Class representatives are students tasked with representing student issues to departments, faculties, and the wider university. If you have a complaint about this course, please contact your class rep who will know how to raise it in the right channels. See your departmental noticeboard for contact details for your class reps.
All students are asked to discuss any impairment related requirements privately, face to face and/or in written form with the course coordinator, lecturer or tutor.
Student Disability Services also provides support for students with a wide range of impairments, both visible and invisible, to succeed and excel at the University. For more information and contact details, please visit the Student Disability Services’ website http://disability.auckland.ac.nz
If your ability to complete assessed coursework is affected by illness or other personal circumstances outside of your control, contact a member of teaching staff as soon as possible before the assessment is due.
If your personal circumstances significantly affect your performance, or preparation, for an exam or eligible written test, refer to the University’s aegrotat or compassionate consideration page https://www.auckland.ac.nz/en/students/academic-information/exams-and-final-results/during-exams/aegrotat-and-compassionate-consideration.html.
This should be done as soon as possible and no later than seven days after the affected test or exam date.
In the event of an unexpected disruption, we undertake to maintain the continuity and standard of teaching and learning in all your courses throughout the year.

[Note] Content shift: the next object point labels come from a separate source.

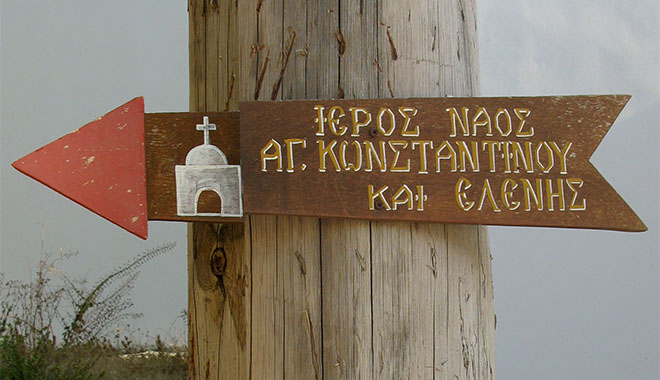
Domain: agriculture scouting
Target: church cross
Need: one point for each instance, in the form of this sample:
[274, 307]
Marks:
[206, 127]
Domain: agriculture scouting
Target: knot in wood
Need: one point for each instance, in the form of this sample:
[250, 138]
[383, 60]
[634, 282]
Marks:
[218, 262]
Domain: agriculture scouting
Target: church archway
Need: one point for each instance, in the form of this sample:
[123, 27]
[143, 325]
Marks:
[208, 200]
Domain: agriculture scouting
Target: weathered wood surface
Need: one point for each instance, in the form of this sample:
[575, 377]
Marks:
[337, 299]
[495, 161]
[169, 137]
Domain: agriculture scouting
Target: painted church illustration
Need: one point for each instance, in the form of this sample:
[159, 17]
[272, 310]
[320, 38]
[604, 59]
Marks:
[206, 169]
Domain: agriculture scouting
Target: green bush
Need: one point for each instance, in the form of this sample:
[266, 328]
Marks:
[29, 312]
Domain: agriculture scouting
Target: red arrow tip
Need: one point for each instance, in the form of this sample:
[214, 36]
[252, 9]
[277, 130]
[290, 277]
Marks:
[100, 166]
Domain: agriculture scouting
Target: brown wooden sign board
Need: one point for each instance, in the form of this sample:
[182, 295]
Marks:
[495, 161]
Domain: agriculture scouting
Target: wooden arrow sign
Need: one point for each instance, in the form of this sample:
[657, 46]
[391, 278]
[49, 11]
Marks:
[498, 161]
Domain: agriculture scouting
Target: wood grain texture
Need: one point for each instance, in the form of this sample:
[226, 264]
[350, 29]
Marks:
[219, 260]
[342, 299]
[533, 172]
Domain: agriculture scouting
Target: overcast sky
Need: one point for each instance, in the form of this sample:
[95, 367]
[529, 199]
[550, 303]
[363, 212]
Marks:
[570, 304]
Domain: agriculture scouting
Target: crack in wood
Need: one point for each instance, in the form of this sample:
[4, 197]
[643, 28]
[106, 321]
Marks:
[260, 81]
[278, 83]
[395, 56]
[341, 41]
[301, 262]
[312, 343]
[231, 91]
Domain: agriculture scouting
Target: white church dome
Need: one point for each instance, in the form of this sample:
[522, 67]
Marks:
[206, 155]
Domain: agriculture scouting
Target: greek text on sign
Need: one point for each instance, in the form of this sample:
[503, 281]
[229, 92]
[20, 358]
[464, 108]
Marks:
[501, 161]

If there are unexpected disruptions the University has contingency plans to ensure that access to your course continues and course assessment continues to meet the principles of the University’s assessment policy. Some adjustments may need to be made in emergencies. You will be kept fully informed by your course co-ordinator/director, and if disruption occurs you should refer to the university website for information about how to proceed.
The delivery mode may change depending on COVID restrictions. Any changes will be communicated through Canvas.
Student Charter and Responsibilities
The Student Charter assumes and acknowledges that students are active participants in the learning process and that they have responsibilities to the institution and the international community of scholars. The University expects that students will act at all times in a way that demonstrates respect for the rights of other students and staff so that the learning environment is both safe and productive. For further information visit Student Charter https://www.auckland.ac.nz/en/students/forms-policies-and-guidelines/student-policies-and-guidelines/student-charter.html.
Elements of this outline may be subject to change. The latest information about the course will be available for enrolled students in Canvas.
In this course students may be asked to submit coursework assessments digitally. The University reserves the right to conduct scheduled tests and examinations for this course online or through the use of computers or other electronic devices. Where tests or examinations are conducted online remote invigilation arrangements may be used. In exceptional circumstances changes to elements of this course may be necessary at short notice. Students enrolled in this course will be informed of any such changes and the reasons for them, as soon as possible, through Canvas.